Лемнер - Александр Андреевич Проханов

— Как раз голая ты мне и нужна.
— Уйду! Сейчас поднимусь и уйду! Сменю имя, изуродую лицо! Лишь бы не быть с вами!
— Я тебя найду в твоём захолустном городке. Пусть в детском саду узнают, кем была их воспитательница. Пусть добрый шофёр узнает, какая верная целомудренная ему досталась жена. Пусть в местной газетёнке появится фотография, где ты, голая, танцуешь в замке кавказского сенатора.
— Ненавижу! Ненавижу! — Алла замахнулась на него, но он перехватил её руку, сжал запястье.
— Больно! Отпусти!
Он сжал сильнее.
— Отпусти, больно же! Тебе говорю!
Он сжал что есть силы.
Она закричала. Стала визжать, ругаться. Её сквернословие было ужасно. Грязные слова выпрыгивали из неё. Они были в ней всегда. Она училась им в грязных подворотнях. Училась им во время пьяных драк и мерзких насилий. Михаил Соломонович слушал с наслаждением. Отпустил её руку. Его лицо стало белым. Чёрные глаза под угольными бровями горели. Губы стали ярко-красные. Лицо превратилось в намалёванную театральную маску. Алла кричала, била его. А он целовал её, выдыхая:
— Ещё! Ну, ещё!
Оттолкнул от себя. Она бурно дышала. Он видел, как дрожат её рёбра.
— Слушай меня, Мерлин. Сейчас я скажу нечто важное. То, что ты сделаешь, будет не работой. Будет служением.
Алла молчала. Рёбра продолжали дрожать, но дыхание стало тише. Она услышала в голосе Михаила Соломоновича стальной беспощадный звук, какой издаёт пистолет, направляя патрон в канал ствола. Михаил Соломонович иногда доставал из-под мышки пистолет, передёргивал затвор, и Алла знала этот звук отполированной стали.
— Что я должна?
— Завтра ты совершишь поступок, который может изменить судьбу государства.
— Что я могу?
— Иногда одна проститутка может больше, чем воздушная армия.
— Я не воздушная армия.
— Завтра ты наденешь вечернее платье, то, тёмно-зелёное, с вырезом на спине, чтобы были видны играющие лопатки и желобок, уходящий к копчику. Пусть твои волосы будут, как пшеничное поле, но не возле Оверна, а возле рязанского села Константиново, где родился Есенин. Тебя отвезут на приём. Там сойдутся дипломаты, финансисты, разведчики. Ты представишься актрисой театра Вахтангова, и тебя подведут к господину по имени Анатолий Ефремович Чулаки. Ты уедешь с ним на квартиру у Патриарших прудов, проведёшь ночь. Превратишь его в животное, а потом вернёшь ему человеческий облик. И так много раз, пока он не покроется шерстью. Когда он, обросший шерстью, забыв одеться, сядет в правительственную машину с мигалкой, можешь принять душ. Ты меня поняла, Мерлин?

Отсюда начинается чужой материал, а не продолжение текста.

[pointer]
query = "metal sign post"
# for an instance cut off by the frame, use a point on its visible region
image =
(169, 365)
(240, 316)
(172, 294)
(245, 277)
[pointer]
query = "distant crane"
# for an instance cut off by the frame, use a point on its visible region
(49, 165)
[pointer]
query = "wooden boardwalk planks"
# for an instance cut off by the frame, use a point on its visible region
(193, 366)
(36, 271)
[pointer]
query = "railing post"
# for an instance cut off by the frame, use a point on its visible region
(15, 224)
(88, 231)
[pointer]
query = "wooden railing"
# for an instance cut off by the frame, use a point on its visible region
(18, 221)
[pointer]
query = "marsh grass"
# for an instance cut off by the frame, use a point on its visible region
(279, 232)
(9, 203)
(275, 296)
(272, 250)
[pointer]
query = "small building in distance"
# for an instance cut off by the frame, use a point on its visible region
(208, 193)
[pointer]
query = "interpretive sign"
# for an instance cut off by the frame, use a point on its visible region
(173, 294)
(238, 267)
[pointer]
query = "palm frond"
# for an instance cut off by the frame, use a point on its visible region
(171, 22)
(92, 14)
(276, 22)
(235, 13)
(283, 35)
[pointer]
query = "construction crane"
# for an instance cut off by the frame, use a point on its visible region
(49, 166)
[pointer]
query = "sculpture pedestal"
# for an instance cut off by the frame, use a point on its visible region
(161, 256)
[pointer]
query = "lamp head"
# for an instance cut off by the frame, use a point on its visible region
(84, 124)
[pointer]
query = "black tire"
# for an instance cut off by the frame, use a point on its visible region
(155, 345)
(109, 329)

— Да, — чуть слышно ответила Алла.
— Я буду на приёме и стану за тобой наблюдать.
— Да, — покорно сказала она.
Михаилу Соломоновичу стало жалко её. Он устыдился своего холодного бессердечия. Ему захотелось сказать ей что-нибудь радушное, нежное.

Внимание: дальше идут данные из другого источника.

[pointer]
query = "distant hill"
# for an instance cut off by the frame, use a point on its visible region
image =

— Жёнушка моя ненаглядная. Мы с тобой венчались в храме Успенья у Никитских ворот. Там венчались Пушкин и Натали. Но тогда мы не обменялись обручальными кольцами. Теперь хочу обменяться. Но сделаем это так, чтобы запомнилось на всю жизнь.
— Как?
— Мы поедем на Северный полюс. Там земля соединяется с Космосом. Поставим на льдине свадебный стол, вазу с букетом алых роз. Я надену золотое кольцо на твой чудесный палец, а ты наденешь на мой. И пусть Космос будет свидетель этого таинства. И Вселенная возрадуется нашей любви. Поедешь на Северный полюс?

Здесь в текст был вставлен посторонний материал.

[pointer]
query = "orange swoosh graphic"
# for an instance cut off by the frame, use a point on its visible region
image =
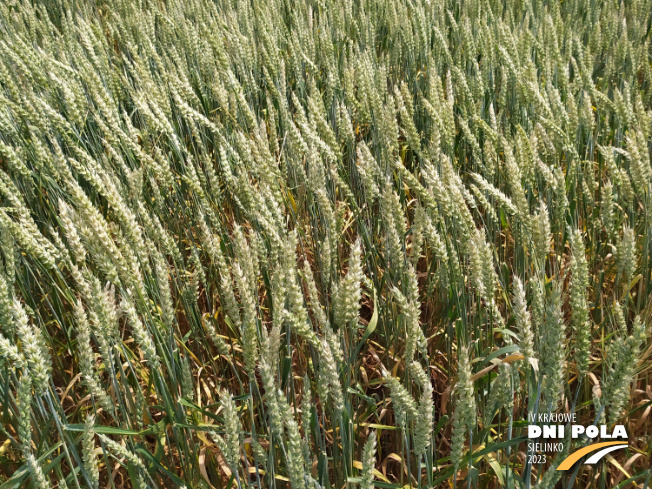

— Поеду, мой муженёк. Пусть льдина будет ослепительно белой, розы ослепительно красные, кольца блестят под негасимым полярным солнцем, и в нашей с тобой жизни будет вечный день!
Глава третья
Дом приёмов располагался в особняке с готическими окнами, напоминал маленький средневековый замок, утопавший в садах. В жарких московских сумерках к стрельчатым воротам подкатывали сверкающие автомобили. Из них поднимались дипломаты в чёрных пиджаках, офицеры и генералы в мундирах, сановники с торжественными лицами. Исчезали в чугунных воротах. Стражи перекликались по маленьким чутким рациям.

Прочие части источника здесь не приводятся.